Mercredi, l’Egypte a annoncé qu’un "consensus" avait été atteint concernant les membres du comité technocratique palestinien chargé de superviser la gestion de la bande de Gaza dans le cadre du plan américain.
L’émissaire de l’ancien président Donald Trump, Steve Witkoff, a affirmé que la "phase 2" du plan avait démarré, avec un objectif primordial : le désarmement du Hamas. « Nous passons du cessez-le-feu à la démilitarisation et à la reconstruction de Gaza », a-t-il déclaré via le réseau social X.
Ainsi, le gouvernement égyptien a levé le voile sur la composition du comité technique de 15 membres, lequel serait chargé de l’administration de la région sur le modèle d’un Conseil de la paix supervisé par Donald Trump lui-même. Ce projet, décrit en 20 points, a été présenté après une période de conflit intense.
La phase 2 établira une gouvernance technocratique transitoire via le Comité national pour l’administration de Gaza (NCAG) et mettra en exergue la nécessité d’un désarmement complet, en insistant sur le respect des obligations par le Hamas, notamment concernant le retour d’un otage, Ran Gvili, dont le corps reste introuvable. Witkoff a prévenu que tout manquement à cette exigence pourrait déclencher des conséquences graves.
Un soutien mutuel au sein des acteurs palestiniens
Des mouvements palestiniens, dont le Hamas et la présidence palestinienne, ont manifesté leur soutien au comité technocratique. Dans une déclaration conjointe, ils ont mis en avant leur accord pour la formation de cette administration transitoire. Selon les informations de WAFa, la présidence de Mahmoud Abbas considère cela comme une avancée significative.
Concernant la direction du comité, deux noms sont en lice : Ali Shaath et Majed Abou Ramadan.
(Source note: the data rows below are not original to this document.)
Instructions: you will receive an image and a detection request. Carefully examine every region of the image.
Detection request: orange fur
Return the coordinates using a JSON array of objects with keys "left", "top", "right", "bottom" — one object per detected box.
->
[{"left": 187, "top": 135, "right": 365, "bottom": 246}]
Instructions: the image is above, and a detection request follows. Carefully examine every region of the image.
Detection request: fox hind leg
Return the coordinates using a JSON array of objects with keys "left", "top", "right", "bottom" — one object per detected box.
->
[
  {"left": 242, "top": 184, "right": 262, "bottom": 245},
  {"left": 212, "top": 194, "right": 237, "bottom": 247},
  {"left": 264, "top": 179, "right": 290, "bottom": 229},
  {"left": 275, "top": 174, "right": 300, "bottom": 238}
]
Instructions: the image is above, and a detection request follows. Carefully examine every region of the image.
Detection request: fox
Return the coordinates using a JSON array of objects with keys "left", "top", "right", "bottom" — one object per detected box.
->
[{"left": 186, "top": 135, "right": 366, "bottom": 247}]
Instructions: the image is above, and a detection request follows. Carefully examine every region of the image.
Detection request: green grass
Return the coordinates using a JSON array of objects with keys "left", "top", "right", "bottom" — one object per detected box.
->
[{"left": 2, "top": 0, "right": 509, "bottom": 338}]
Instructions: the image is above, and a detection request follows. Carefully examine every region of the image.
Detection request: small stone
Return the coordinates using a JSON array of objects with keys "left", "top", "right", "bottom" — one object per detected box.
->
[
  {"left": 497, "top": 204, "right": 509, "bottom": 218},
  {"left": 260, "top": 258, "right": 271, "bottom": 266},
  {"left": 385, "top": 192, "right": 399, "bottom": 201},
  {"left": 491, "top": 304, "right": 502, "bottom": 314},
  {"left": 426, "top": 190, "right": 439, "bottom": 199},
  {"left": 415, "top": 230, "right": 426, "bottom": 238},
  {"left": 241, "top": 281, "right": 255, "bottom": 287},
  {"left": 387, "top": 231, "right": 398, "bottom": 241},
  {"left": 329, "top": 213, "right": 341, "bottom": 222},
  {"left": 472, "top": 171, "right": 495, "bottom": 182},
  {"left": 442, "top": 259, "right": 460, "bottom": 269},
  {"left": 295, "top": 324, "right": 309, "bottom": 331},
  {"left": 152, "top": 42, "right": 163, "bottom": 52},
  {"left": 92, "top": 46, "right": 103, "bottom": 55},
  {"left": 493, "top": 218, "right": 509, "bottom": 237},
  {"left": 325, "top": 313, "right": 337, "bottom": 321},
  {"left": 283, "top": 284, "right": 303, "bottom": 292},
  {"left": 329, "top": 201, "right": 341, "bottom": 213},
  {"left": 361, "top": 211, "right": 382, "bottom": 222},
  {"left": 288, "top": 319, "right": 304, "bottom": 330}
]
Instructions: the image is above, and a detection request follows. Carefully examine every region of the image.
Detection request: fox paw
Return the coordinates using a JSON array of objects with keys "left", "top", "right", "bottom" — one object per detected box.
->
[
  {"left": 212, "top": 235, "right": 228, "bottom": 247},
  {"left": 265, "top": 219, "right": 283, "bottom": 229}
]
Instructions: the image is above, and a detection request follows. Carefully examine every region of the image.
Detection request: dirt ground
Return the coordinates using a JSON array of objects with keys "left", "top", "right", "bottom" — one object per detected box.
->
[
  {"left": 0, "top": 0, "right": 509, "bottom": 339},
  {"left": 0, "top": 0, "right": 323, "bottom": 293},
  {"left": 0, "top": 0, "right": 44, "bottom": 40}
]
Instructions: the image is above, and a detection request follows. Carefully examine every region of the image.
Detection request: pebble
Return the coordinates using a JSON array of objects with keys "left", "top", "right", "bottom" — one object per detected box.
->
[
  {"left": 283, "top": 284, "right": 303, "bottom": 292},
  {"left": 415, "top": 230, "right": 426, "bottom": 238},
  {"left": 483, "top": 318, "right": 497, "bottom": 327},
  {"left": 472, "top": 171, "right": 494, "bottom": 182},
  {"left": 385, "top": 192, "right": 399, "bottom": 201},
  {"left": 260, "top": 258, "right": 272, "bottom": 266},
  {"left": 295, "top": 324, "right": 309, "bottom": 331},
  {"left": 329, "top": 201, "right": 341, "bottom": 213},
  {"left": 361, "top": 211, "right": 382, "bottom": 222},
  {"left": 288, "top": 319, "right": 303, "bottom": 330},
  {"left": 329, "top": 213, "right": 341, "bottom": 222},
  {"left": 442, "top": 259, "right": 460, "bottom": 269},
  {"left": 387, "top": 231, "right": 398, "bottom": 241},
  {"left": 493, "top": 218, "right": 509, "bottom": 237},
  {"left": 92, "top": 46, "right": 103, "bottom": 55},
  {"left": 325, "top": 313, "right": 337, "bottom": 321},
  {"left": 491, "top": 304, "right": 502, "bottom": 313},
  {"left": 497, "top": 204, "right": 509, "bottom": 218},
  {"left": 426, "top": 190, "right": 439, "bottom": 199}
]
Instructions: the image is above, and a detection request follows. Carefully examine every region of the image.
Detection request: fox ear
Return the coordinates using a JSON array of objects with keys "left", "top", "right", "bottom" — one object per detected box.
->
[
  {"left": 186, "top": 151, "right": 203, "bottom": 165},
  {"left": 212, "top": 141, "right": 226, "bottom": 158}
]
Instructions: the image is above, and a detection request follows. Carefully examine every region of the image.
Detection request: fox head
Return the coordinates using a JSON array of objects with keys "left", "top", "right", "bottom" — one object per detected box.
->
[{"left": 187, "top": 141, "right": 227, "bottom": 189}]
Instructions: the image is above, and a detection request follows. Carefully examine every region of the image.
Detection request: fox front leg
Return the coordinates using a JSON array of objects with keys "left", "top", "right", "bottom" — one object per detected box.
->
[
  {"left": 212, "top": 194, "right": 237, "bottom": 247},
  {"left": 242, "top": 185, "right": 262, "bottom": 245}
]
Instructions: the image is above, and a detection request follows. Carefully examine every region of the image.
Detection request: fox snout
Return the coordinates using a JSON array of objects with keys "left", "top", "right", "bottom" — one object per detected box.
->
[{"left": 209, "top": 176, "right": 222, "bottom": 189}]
Il est essentiel qu’un accord soit trouvé entre le Fatah et le Hamas pour garantir un soutien unifié au comité et à ses efforts.
Les discussions se concentrent également sur le retrait des forces israéliennes, la réouverture du point de passage de Rafah et l’entrée de l’aide humanitaire en provenance d’Égypte, soulignant ainsi l’interconnexion entre la gestion politique et les besoins urgents de la population.
Les réactions des experts sont variées, certains voient d'un bon œil cette initiative comme un espoir pour une gouvernance pacifique, tandis que d'autres restent sceptiques quant à la volonté réelle du Hamas de se conformer aux exigences du plan. Les jours à venir pourraient révéler si cette phase 2 se traduira par des avancées concrètes ou si elle ne restera qu'une promesse non tenue.